I've already proven the Jews did not have jobs for Arabs, would you like me to feed you some more crow on that issue?

Why should they lie, and we see the same thing happening all the time in the West -- where poor people come from their poor countries for jobs?
Irrelevant hypothetical.


I don't know if you are a Muslim convert or whatever, but you are trying so awfully hard trying to coinvince the readers that these so-called Palestinians were there for thousands and thousands of years
They were there for thousands of years. Genetic testing proved that.


so that all these millions of "refugees" should be able to come back with the end result of taking over Israel for the Muslims.
No, the end result is people do not lose their home when they were driven away from it by force.

It is not enough for you that the Muslims already govern practically all of the Middle East and the audacity that the Jews should govern one tiny piece of land. However, I would rather take the word of someone who was there hundreds of years ago and reported on what he saw.
I gave you someone you just described and you ignored what he said.

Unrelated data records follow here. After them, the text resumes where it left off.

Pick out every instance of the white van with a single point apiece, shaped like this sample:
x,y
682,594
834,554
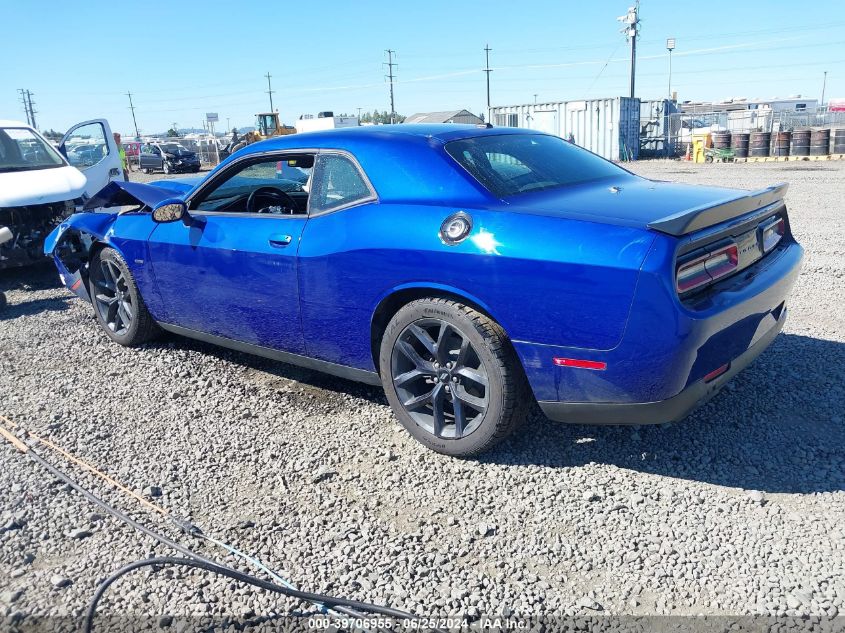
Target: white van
x,y
40,187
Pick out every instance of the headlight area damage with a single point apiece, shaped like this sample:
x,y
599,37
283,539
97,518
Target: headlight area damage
x,y
70,244
29,225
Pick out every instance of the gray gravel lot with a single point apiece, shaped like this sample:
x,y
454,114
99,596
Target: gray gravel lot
x,y
737,510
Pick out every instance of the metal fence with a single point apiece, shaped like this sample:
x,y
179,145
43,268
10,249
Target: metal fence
x,y
681,125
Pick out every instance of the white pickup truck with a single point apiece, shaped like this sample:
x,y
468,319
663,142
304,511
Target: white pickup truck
x,y
40,187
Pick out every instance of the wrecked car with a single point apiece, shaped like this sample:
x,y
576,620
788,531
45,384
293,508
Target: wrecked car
x,y
39,186
468,270
169,158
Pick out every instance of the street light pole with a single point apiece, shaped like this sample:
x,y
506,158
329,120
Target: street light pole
x,y
824,85
631,32
670,46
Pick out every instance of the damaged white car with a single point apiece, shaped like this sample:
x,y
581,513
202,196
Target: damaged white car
x,y
39,187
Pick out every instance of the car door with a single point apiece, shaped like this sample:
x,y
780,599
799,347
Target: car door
x,y
99,159
145,158
232,273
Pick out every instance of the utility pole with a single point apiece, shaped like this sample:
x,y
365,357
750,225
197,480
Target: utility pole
x,y
32,110
25,105
487,71
391,77
134,121
270,91
631,31
824,85
670,46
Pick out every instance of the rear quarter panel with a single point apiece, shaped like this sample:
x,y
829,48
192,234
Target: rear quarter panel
x,y
545,280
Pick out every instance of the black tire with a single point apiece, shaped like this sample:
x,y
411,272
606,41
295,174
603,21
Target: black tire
x,y
503,392
115,295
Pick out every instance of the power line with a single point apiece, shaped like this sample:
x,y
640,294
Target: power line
x,y
270,90
132,108
390,77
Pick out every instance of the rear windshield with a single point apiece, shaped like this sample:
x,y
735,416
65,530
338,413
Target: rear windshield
x,y
512,164
22,150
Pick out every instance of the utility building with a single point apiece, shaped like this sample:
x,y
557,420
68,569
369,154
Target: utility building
x,y
453,116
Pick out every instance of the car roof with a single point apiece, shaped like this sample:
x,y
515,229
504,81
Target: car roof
x,y
11,123
392,155
339,138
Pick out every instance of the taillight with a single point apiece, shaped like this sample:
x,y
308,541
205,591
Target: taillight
x,y
771,233
707,268
722,262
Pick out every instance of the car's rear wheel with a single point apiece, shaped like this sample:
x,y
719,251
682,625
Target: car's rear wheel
x,y
118,305
452,377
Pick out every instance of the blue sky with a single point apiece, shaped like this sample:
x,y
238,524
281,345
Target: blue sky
x,y
181,59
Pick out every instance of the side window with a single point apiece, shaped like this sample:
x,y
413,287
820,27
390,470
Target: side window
x,y
277,186
87,146
507,166
338,182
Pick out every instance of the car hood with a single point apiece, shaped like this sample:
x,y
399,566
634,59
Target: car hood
x,y
121,193
41,186
627,200
178,186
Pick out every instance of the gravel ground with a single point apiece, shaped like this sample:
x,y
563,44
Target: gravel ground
x,y
738,510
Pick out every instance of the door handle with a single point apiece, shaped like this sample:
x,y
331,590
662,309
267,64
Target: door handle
x,y
280,241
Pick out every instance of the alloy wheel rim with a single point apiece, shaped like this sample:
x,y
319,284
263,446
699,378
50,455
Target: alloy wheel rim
x,y
113,298
440,378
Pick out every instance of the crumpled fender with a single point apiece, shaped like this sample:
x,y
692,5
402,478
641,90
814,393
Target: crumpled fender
x,y
120,193
96,224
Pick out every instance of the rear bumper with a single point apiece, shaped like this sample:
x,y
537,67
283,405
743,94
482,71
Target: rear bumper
x,y
670,410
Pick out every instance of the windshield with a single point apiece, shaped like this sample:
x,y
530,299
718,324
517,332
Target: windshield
x,y
512,164
22,150
172,148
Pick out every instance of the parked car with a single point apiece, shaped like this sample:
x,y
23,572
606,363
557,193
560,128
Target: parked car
x,y
466,269
40,187
169,158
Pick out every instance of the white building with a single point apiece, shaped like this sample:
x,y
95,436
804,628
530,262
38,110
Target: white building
x,y
323,121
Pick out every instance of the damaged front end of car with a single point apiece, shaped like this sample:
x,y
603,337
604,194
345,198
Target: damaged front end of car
x,y
71,243
30,225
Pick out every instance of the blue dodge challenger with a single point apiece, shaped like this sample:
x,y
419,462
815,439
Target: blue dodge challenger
x,y
468,270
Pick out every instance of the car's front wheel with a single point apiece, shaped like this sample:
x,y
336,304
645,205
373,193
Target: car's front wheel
x,y
118,305
452,377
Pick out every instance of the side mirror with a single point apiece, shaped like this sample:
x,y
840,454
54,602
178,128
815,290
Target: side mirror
x,y
170,211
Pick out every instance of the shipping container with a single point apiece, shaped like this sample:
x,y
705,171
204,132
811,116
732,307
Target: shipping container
x,y
655,128
607,127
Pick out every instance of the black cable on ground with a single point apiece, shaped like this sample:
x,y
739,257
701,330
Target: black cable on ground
x,y
343,605
241,577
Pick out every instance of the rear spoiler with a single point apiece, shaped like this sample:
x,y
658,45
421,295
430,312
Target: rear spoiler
x,y
703,216
120,193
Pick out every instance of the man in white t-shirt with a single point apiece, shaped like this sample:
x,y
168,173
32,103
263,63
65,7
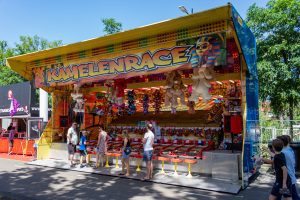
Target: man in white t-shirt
x,y
72,140
148,141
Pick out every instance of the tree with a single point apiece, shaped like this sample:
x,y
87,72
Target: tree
x,y
27,44
277,31
111,26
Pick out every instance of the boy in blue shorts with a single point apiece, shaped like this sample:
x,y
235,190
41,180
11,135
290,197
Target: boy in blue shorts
x,y
283,184
82,149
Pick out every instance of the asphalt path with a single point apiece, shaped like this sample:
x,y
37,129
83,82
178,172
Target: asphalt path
x,y
21,181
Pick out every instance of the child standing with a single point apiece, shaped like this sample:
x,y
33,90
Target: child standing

Here, I'll give it to you again...

the settlers must under no circumstances arouse the wrath of the natives ... 'Yet what do our brethren do in Palestine? Just the very opposite! Serfs they were in the lands of the Diaspora and suddenly they find themselves in unrestricted freedom and this change has awakened in them an inclination to despotism. They treat the Arabs with hostility and cruelty, deprive them of their rights, offend them without cause and even boast of these deeds; and nobody among us opposes this despicable and dangerous inclination
- Ahad Ha'am
There's your "someone" who was there a hundred years ago, are you going to comment on what he said?
 
Al Nakba- Arabs whinining about not being able to create a second Holocaust.

It breaks my heart.

Don't you see thw tears?
 
Irrelevant hypothetical.


They were there for thousands of years. Genetic testing proved that.


No, the end result is people do not lose their home when they were driven away from it by force.

It is not enough for you that the Muslims already govern practically all of the Middle East and the audacity that the Jews should govern one tiny piece of land. However, I would rather take the word of someone who was there hundreds of years ago and reported on what he saw.
I gave you someone you just described and you ignored what he said.

Here, I'll give it to you again...

the settlers must under no circumstances arouse the wrath of the natives ... 'Yet what do our brethren do in Palestine? Just the very opposite! Serfs they were in the lands of the Diaspora and suddenly they find themselves in unrestricted freedom and this change has awakened in them an inclination to despotism. They treat the Arabs with hostility and cruelty, deprive them of their rights, offend them without cause and even boast of these deeds; and nobody among us opposes this despicable and dangerous inclination
- Ahad Ha'am
There's your "someone" who was there a hundred years ago, are you going to comment on what he said?

Wow, Billo, great, sometimes I really need to just get quiet and read what you have already posted. I'm in awe.
 
15th post
.. and the newly founded state was the direct result of al-Nakba!
Without al-Nakba it would have had an Arab majority.
 
there is no such thing as a Palestinian

there never has been
 
Al Nakba- Arabs whinining about not being able to create a second Holocaust.

It breaks my heart.

Don't you see thw tears?
The Nakba was their Holocaust, committed by you fuckers!

The Nakba was them getting the Jewish foot so far up their asses their kids were born smelling sandals.

And thank God it was like that, instead of the other way around.